面对镜中军队仅仅依靠热武器已经不够,站在最前排的一名壮硕干部猛地将打空弹匣的冲锋枪扔到一边,双手在胸前狠狠一拍,合十,喉咙里挤出短促而爆裂的音节。
言灵.炽日!
一点极致锐利的光点在他胸前炸开膨胀为一个直径超过五米的纯白领域,光芒强烈到足以在瞬间烧毁普通人的视网膜。

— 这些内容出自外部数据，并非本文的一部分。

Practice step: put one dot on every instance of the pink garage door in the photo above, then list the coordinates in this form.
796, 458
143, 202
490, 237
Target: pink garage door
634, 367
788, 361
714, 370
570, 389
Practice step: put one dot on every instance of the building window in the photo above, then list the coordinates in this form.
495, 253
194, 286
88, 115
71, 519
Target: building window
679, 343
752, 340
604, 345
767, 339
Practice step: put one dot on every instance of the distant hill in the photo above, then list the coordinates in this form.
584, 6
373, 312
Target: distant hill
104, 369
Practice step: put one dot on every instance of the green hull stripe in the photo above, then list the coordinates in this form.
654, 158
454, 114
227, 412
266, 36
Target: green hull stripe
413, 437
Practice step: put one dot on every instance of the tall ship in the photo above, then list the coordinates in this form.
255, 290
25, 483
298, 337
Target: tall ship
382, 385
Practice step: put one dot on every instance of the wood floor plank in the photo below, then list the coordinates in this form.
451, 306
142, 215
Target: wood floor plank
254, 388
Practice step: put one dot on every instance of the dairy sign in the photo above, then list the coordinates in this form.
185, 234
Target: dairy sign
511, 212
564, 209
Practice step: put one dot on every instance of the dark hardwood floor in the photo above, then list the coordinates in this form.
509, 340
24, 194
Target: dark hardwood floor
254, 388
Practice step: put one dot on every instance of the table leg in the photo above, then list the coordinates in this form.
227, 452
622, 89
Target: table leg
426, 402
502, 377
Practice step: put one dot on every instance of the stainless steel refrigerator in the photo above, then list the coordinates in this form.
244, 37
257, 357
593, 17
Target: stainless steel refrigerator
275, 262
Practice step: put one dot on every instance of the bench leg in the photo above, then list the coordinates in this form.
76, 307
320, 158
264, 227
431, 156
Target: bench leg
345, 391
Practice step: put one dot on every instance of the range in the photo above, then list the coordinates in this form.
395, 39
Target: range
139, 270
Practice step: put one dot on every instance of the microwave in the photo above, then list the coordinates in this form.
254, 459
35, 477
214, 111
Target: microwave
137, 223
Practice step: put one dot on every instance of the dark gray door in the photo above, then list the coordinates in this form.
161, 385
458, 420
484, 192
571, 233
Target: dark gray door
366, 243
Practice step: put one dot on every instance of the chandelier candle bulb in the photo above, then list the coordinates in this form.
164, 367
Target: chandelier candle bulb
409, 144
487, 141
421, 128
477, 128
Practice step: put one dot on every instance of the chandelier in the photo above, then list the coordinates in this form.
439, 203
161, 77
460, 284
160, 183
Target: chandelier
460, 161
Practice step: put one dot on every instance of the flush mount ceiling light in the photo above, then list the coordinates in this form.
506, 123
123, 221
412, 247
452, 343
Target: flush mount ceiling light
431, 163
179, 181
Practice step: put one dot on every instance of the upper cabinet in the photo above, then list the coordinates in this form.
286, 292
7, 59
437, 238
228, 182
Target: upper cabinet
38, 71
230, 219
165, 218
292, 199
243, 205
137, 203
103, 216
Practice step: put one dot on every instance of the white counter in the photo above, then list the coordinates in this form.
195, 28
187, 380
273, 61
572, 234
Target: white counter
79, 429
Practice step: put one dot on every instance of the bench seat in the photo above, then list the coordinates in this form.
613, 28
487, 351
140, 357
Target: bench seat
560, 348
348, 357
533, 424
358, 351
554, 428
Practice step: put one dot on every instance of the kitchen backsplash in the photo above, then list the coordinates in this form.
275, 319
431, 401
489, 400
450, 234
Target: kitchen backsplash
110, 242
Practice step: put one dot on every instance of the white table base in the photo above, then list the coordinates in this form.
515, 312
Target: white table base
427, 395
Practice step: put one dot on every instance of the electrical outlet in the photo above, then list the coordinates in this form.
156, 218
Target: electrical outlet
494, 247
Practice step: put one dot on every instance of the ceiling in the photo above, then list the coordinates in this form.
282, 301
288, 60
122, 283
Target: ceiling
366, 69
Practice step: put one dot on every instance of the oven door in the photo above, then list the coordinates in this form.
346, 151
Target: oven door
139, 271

同样的动作还有其他人在进行,他们不是为了使用言灵杀伤,而是让元素狂暴起来。
所以的龙文汇在一起像是颂歌,一个巨大的领域开始扩张,冲入这个领域的苍白士兵就像冰雪投入熔炉,身影在刺目的白光中迅速模糊、扭曲、蒸发,连灰烬都未曾留下。
但领域的光芒也随之剧烈闪烁、黯淡。
狂暴的飓风在领域中成型化为无数道肉眼可见的青色风刃,嘶吼着切割所见的一切。风刃过处士兵的残甲被撕碎眼眶里苍白的火焰被搅乱熄灭,连坚硬的大理石地面都被犁出道道深痕。